- Used for those deceased 1917–1918
- Established: 1917
- Location: 50°08′22″N 2°32′00″E﻿ / ﻿50.13953°N 2.53325°E near Doullens, France
- Designed by: Sir Reginald Blomfield
- Total burials: 363

Burials by nation
- Allied Powers: United Kingdom: 345; New Zealand: 14; Canada: 2; Germany: 2

Burials by war
- * First World War: 362

= Couin New British Cemetery =

WWI CWGC cemetery in Pas-de-Calais, France

Couin New British Cemetery is a Commonwealth War Graves Commission (CWGC) burial ground for military personnel who died on the Western Front during the First World War. It is located in the Pas de Calais region of France. Established in 1917, it was designed by Sir Reginald Blomfield and is administered by the Commonwealth War Graves Commission. There are 363 soldiers of the First World War interred in the cemetery, including two from Germany.

==History==
Couin is a village to the east of Doullens, in the Pas de Calais region of France. A chateau in the village was used as a headquarters for British forces in the area from 1915 to 1918 and a cemetery, the Couin British Cemetery, was established in May 1916 by the field ambulance of the 48th Division. The Couin New British Cemetery was started in January 1917 when the original cemetery reached capacity. It was used by field ambulances from then, although not continuously, until the end of the war.

==Cemetery==
Designed by the English architect Sir Reginald Blomfield and administered by the Commonwealth War Graves Commission, the Couin New British Cemetery is located on the D2, a road running between Couin, to the southwest, and Souastre, to the northwest. The main entrance is along the southeast wall of the cemetery and a Cross of Sacrifice is located in the east corner. Across the road to the south is Couin British Cemetery.

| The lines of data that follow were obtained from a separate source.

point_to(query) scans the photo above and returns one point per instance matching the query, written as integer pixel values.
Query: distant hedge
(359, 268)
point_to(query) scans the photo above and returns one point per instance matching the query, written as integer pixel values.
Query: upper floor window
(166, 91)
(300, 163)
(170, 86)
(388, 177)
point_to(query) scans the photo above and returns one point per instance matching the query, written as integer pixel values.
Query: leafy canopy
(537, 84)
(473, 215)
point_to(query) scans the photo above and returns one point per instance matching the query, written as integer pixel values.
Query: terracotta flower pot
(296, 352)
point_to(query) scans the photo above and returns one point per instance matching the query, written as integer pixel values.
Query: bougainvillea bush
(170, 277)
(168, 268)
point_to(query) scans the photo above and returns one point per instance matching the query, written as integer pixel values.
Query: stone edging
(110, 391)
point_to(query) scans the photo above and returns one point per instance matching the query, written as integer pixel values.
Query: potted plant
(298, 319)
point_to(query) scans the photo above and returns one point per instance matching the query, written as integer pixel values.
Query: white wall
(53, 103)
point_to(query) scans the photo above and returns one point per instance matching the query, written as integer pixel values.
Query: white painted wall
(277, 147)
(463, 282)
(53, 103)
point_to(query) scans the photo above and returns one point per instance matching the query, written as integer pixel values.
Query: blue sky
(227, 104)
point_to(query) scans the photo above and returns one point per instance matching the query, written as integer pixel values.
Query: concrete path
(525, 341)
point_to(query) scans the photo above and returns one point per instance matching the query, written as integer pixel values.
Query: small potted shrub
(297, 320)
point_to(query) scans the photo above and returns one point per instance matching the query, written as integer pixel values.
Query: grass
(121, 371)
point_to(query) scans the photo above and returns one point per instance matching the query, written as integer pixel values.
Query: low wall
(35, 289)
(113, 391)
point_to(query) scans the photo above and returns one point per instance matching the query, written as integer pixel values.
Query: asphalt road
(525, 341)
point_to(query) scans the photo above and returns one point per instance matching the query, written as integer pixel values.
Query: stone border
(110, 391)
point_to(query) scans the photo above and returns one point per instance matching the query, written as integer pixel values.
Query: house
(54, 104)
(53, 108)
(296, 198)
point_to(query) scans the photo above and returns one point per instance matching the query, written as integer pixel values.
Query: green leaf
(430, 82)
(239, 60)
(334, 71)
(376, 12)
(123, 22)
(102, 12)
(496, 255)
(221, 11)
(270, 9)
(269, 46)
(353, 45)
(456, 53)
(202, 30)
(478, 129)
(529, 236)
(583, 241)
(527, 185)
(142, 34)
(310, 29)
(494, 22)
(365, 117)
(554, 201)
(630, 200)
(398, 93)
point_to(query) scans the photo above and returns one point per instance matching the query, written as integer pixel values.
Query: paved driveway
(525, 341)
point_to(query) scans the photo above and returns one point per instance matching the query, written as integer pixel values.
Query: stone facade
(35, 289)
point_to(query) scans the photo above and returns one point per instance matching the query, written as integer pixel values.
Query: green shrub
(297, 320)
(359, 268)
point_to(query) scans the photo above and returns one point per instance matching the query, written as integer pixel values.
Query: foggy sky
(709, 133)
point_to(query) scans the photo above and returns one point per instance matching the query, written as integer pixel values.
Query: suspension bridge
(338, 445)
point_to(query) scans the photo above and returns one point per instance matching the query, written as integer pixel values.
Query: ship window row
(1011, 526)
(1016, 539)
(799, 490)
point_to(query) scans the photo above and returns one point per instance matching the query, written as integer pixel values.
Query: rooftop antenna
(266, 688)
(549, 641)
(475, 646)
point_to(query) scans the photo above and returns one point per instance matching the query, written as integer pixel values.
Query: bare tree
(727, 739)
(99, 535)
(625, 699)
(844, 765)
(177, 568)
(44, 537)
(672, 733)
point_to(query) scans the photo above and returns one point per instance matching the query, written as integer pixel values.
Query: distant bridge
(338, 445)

The cemetery contains the remains of 363 military personnel, all from the First World War. The majority of the interments are British, with 14 New Zealanders, two Canadians and two Germans also buried there. A notable burial in the cemetery is Sergeant Richard Travis, a Victoria Cross recipient of the New Zealand Expeditionary Force who was killed in action on 25 July 1918.